Transgender characters were not represented in literature until the late 19th century. An early example is “The Man Who Thought Himself a Woman,” a story about a social outcast named Japhet Colbones who was assigned male at birth. The men in the family are described as “queer freaks” that the women have to put up with. Japhet rejects school, takes on sewing, and, at 19 years old, marries an older woman named Tiddy. Over time, the Colbones sisters notice various garments disappearing: a petticoat, a gown, and more. Years later, they realize that Japhet had stolen them. Shortly after, the story ends with Japhet committing suicide, leaving behind this note:
I think I am a woman. I have been seven years making me a perfect suit of garments appropriate for my sex. As I have passed so long, falsely, for a man, I am ashamed to show myself in my true colors; therefore, I hang myself… I have prepared every thing for the funeral, and desire that I may be laid out in the clothes I have on.
Several aspects of this passage mark a clear awareness of female identity. Japhet uses the words “my sex” and “true colors,” and the word “man” is declared as false. She lives in a world that cannot honor her identity. Aware that she will never be treated or seen as a woman by others, she chooses to die in her authentic, feminine presentation. As this story illuminates, intentionally or not, misgendering is painful. Having one’s identity invalidated and repressed, both in 1857 and today, can often result in suicidal ideation. A recent study at the Williams Institute at UCLA School of Law found that 81% of transgender adults in the U.S. have considered suicide. Continuing to define gender by assigned sex at birth instead of one’s gender identity makes transgender existence far more difficult by denying the subjective reality and self-determination of trans people.
“Nightwood” by Djuna Barnes presents a character similar to Japhet. Published in 1936, this novel features a character named Matthew who expresses extreme discontent with her male gender assignment. Like Japhet, Matthew dresses in feminine garments in secrecy along with makeup and a wig. There are several lines of dialogue which exemplify a sense of gender dysphoria. She refers to herself as the “girl that God forgot,” and she repeatedly refers to herself as a woman:
Am I not the girl to know of what I speak? We go to our Houses by our nature—and our nature, no matter how it is, we all have to stand—as for me, so God has made me, my house is the pissing port… In the old days I was possibly a girl in Marseilles thumping the dock with a sailor, and perhaps it’s that memory that haunts me.
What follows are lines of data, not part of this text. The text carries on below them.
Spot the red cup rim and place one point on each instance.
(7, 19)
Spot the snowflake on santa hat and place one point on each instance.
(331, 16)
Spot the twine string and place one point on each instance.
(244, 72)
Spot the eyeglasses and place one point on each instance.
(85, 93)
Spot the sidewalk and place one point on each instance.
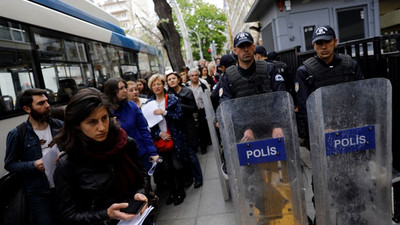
(202, 206)
(206, 205)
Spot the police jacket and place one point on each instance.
(86, 187)
(315, 73)
(22, 161)
(260, 77)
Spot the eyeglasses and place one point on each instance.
(321, 42)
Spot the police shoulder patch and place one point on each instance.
(279, 77)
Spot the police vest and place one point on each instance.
(324, 76)
(257, 83)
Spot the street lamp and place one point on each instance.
(198, 38)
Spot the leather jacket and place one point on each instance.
(85, 188)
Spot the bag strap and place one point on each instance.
(21, 130)
(165, 99)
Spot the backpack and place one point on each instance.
(21, 130)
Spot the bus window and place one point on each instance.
(101, 65)
(129, 66)
(15, 76)
(50, 48)
(54, 74)
(75, 51)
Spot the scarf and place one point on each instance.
(112, 152)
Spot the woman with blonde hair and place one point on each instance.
(170, 128)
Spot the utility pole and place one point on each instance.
(185, 36)
(198, 38)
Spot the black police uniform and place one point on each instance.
(315, 73)
(251, 82)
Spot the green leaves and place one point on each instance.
(208, 21)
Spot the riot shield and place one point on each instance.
(350, 136)
(264, 174)
(210, 114)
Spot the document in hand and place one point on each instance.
(138, 220)
(148, 110)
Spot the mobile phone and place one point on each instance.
(134, 207)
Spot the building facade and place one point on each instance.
(286, 24)
(236, 11)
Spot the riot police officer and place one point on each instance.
(249, 77)
(325, 68)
The wise men say that the remembrance of things past is all that we have for a future, and am I to blame if I’ve turned up this time as I shouldn’t have been, when it was a high soprano I wanted, and deep corn curls to my bum, with a womb as big as the king’s kettle, and a bosom as high as the bowsprit of a fishing schooner?
Not only do we see Matthew express frustration over how God has made her, but the frequent phrasing of “Am I to blame?” demonstrates an awareness, once again, that Matthew cannot exist in this world as a trans woman. She turns to a past life because the present will not allow for her to live truly.
Despite these characters’ descriptions of gender dysphoria that reflect what we might call transgender identity today, my perspective was refuted by the UCLA professors who assigned these pieces. They argued that calling these characters transgender is anachronistic and changes the meaning of the text. It is not my intention to condemn or alter these works. I firmly believe their historical value lies in how they reveal the experiences of people who identify as transgender today as well as the societal attitudes toward gender nonconformity at those specific times in history. However, it is unfair to justify calling characters like Japhet or Matthew men when doing so ignores the explicit passages that reveal gender misalignment.
Continuing to validate the misgendering in these texts ignores the harm it possesses in the real world. Misgendering characters who express clear gender dysphoria normalizes denying a person’s knowledge of self in favor of cisheteronormal, patriarchal, essentialist understandings of gender. The perspective is uncritical and ignores the reality that we wouldn’t misgender a transgender character in a piece of literature written today. When considering how much transphobic ignorance continues today, there is no reason to prioritize the limited perspective of an author who didn’t know any better over the harm it causes the queer community.